More than 50 percent of small business owners are over 50, documents SCORE, the volunteer organization which guides professionals in all aspects of business.
Most of those enterprises are small, that is the founders have no vision of being the next Marc Zuckerberg. However, 64 percent indicate they plan to expand in the near future. That is, unlike too many current corporations, they are in a growth mode.
Many entail leveraging a part or parts of the expertise which used to be your career. For instance, the former sales professional for Big Pharma creates a boutique training sales tactics. The former public relations agency generalist vice president hones in on the need for putting together special events.
The drivers for opting out of being an employee to being an owner include:
Future of white collar jobs in play. Mergers, flattening of organizations, restructuring, RIFs and implementation of AI are all eliminating, at least temporarily, knowledge worker positions.
Some speculate overall those jobs are not coming back. At least not in the numbers of positions which had been standard. Those include management consulting, public relations, content-creation, human resources, entertainment, old tech and more. Actually, as I explain in an article published in O’Dwyer’s Public Relations, the job you have today will remain in play, probably for a long time. That could be the new future of work.
Ageism. Well-known is the research of Pro Publica. It found two grim developments. One, if you are 50 or older the majority of you will be forced out of your organization. And, two, if you are fortunate enough to land another job in your field only 10 percent of you will be receiving comparable compensation.

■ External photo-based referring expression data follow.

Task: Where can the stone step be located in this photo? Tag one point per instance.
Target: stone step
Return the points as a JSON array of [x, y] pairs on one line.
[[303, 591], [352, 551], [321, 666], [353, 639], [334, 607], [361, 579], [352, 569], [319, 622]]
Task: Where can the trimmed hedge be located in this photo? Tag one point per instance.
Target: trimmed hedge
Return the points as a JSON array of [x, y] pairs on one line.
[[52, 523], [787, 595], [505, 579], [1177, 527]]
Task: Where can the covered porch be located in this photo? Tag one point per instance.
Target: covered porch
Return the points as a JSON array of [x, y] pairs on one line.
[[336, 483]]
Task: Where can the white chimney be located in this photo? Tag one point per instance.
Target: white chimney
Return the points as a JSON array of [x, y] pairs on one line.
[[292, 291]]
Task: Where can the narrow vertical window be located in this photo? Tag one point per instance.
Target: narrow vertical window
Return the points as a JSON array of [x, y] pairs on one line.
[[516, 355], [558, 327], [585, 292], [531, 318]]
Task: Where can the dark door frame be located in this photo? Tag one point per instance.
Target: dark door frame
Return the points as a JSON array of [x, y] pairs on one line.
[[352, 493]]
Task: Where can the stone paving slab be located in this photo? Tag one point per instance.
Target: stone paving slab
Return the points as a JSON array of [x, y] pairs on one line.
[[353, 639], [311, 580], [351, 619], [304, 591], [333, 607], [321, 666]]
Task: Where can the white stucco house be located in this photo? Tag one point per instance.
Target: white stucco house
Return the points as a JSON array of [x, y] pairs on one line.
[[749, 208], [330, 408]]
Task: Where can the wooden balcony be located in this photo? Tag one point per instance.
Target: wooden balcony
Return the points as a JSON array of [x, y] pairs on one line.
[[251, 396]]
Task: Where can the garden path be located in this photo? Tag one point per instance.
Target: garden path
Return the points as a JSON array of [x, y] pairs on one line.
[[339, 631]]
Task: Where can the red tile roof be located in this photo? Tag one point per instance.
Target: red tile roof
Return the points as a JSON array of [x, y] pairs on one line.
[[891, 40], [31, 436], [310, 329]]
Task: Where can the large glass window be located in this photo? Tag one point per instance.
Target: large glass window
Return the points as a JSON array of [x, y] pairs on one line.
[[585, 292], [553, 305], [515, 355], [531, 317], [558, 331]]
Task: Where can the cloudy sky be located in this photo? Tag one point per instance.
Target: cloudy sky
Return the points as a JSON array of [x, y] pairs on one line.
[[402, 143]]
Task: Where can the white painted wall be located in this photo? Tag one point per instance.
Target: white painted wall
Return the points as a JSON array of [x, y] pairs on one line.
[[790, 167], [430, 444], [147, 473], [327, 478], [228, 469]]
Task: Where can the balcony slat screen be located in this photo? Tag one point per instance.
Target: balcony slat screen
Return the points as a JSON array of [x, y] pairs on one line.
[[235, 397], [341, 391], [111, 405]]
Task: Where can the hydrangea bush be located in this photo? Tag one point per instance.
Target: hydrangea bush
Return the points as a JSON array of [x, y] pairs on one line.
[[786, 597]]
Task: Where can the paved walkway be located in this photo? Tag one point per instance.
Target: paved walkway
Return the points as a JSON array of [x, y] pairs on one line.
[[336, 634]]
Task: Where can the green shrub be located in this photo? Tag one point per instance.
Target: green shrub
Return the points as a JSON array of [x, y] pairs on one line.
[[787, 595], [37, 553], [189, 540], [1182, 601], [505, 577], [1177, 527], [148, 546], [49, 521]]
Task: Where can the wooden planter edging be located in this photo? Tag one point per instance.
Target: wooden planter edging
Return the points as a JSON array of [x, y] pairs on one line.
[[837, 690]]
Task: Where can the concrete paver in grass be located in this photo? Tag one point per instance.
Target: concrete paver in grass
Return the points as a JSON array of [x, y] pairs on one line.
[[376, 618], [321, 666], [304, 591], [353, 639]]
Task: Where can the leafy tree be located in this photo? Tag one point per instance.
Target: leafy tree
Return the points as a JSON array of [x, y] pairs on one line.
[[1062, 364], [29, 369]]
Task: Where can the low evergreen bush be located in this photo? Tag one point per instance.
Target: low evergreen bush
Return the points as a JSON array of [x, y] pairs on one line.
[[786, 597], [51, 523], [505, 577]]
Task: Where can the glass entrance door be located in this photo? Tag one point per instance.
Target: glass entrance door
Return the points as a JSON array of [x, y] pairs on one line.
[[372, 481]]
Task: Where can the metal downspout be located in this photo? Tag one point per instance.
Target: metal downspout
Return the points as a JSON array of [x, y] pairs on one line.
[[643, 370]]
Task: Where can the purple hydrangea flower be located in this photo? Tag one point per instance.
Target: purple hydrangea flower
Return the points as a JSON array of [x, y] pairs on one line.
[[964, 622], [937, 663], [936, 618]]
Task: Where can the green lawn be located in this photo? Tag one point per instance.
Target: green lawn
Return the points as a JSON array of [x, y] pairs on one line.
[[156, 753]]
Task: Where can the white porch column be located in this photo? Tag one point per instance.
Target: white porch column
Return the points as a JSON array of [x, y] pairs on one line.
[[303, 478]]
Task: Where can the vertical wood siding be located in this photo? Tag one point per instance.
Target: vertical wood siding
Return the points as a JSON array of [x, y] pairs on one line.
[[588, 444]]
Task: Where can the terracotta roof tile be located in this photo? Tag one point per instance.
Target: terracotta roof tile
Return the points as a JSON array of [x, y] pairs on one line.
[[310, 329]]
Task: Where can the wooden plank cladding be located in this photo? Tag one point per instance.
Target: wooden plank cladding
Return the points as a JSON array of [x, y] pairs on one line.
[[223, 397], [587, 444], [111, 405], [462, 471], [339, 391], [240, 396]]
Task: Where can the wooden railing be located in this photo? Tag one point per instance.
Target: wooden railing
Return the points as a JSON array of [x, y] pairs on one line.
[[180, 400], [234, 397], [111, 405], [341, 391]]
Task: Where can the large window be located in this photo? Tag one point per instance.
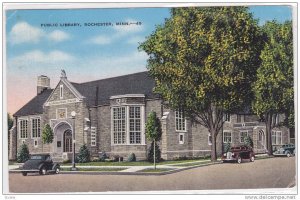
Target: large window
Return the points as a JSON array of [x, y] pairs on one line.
[[93, 136], [227, 137], [127, 125], [119, 121], [23, 128], [226, 117], [135, 125], [243, 134], [180, 121], [276, 137], [36, 127]]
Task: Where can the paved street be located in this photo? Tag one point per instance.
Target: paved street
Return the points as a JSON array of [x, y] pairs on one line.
[[265, 173]]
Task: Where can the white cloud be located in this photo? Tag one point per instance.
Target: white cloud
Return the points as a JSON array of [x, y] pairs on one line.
[[58, 36], [23, 32], [38, 58], [101, 40]]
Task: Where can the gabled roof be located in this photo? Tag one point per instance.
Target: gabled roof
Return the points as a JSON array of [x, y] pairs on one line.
[[138, 83], [35, 105]]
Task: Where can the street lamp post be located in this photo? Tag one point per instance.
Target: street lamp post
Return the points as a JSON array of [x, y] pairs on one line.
[[73, 114]]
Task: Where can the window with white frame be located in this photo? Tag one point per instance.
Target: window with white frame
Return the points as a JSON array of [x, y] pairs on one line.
[[135, 125], [226, 117], [181, 138], [61, 91], [23, 124], [209, 139], [36, 127], [35, 143], [180, 121], [243, 134], [276, 137], [119, 126], [227, 137], [93, 136]]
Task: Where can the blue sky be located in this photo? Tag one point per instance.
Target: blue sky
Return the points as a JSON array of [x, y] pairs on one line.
[[85, 52]]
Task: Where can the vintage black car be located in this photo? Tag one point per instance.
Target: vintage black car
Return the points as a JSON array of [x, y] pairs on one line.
[[41, 163], [238, 154], [286, 150]]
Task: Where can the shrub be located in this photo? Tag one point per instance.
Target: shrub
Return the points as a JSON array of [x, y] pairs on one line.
[[23, 154], [151, 151], [83, 155], [117, 158], [131, 158], [103, 157]]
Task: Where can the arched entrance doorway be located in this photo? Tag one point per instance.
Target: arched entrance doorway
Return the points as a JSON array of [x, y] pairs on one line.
[[67, 144], [261, 139], [62, 141]]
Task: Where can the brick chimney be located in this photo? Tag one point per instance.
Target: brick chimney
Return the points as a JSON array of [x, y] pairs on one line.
[[43, 83]]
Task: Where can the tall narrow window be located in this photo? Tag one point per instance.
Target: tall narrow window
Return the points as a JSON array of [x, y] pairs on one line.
[[61, 91], [239, 118], [135, 125], [23, 129], [227, 137], [243, 134], [119, 127], [93, 136], [226, 117], [180, 121], [36, 127], [273, 137]]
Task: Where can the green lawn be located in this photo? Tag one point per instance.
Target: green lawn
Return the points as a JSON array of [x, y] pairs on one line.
[[137, 163], [155, 170], [95, 169]]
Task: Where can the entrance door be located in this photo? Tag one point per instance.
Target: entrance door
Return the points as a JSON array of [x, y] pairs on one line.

After all, a major reason for pushing you out is the level of your compensation. Employers can parachute in the younger generations for much less than they had been paying you. Also, the focus is getting a particular job done. All your extensive expertise might not be required for that. So, why pay you premium wages for knowledge/skills not being applied!
The resentment over lower compensation as an employee can be the breeding ground for manifesting the entrepreneurship path.
Pandemic. The number of applications for small business soared in July 2020, tracked Forbes. There were layoffs, delayed hiring and even rescinded job offers. Necessity is the mother of invention. Also, given the upheaval in what had been normal, there was the mindset of an opening to spot opportunity. That was primarily in business services, food/restaurants, retail, health and fitness and automobiles.
Keeping it simple. The media presents sagas of founders who go for the big time, ranging from the scope of the service/product to the funding. However, the usual is the simplest approach. In addition to small, simple is the respected model of being a solo entrepreneur.
One-third of founders want to maintain complete control. So, they don’t take on partners. Professional anonymous network Reddit chronicles solo flyers making $250 an hour through consulting.
Plenty of precedents. It had been the middle-aged middle managers purged from Corporate America during the late 1980s downsizings who blazed the way for future entrepreneurs. We Boomers had nowhere to go.
Very quickly we picked up on how to operate a business on-the-cheap. For example, essentially, we institutionalized the home office, without apology. The new Staples concept of office supplies for small business provided hands-on guidance in purchasing equipment like shredding machines/PCs/printers and branding such as what kind of paper/color to use for snail-mail marketing. For training in actual selling, we enrolled in Dale Carnegie seminars.
Yes, Boomers in the late 1980s showcased that you can make a good living without having to be an employee. Obviously, that was persuasive. The rate of small startups has been growing since then.
Redefining “risk.” Many of us Boomers recall our risk-averse parents who had weathered The Great Depression. Hammered into us was to pull out all stops to get a job and twist ourselves into a submissive-employee persona pretzel to hold onto that one job.
The new normal of a volatile global economy, how technology is changing demand and dog-maul-dog competition has made not taking a risk in how we earn a living an unacceptable risk.
Even in the once-staid legal sector, upstart Kirkland & Ellis made its way into being the most profitable law firm in the world by smashing traditional models. When I coached its former employees, I noticed they too were embedded with a zest for going out of the box.
Now other law firms such as Paul Weiss have mutated into operating on a high wire. That disruption includes investing unprecedented amounts of compensation to recruit star talent. Will that have the expected ROI? Time will tell. Meanwhile, not stirring up disruption is likely to classify you as irrelevant. Being labeled “stuck” is the current branding kiss of death.
But the issue is whether entrepreneurship is a fit for you in how to earn a good living. Most of my coaching clients experiment with that option while they still have other sources of income, be they the day job and/or side gigs. That side gig could evolve into the enterprise. The old adage still holds: Stick with what you know.
Thank you for paying so much attention to my postings.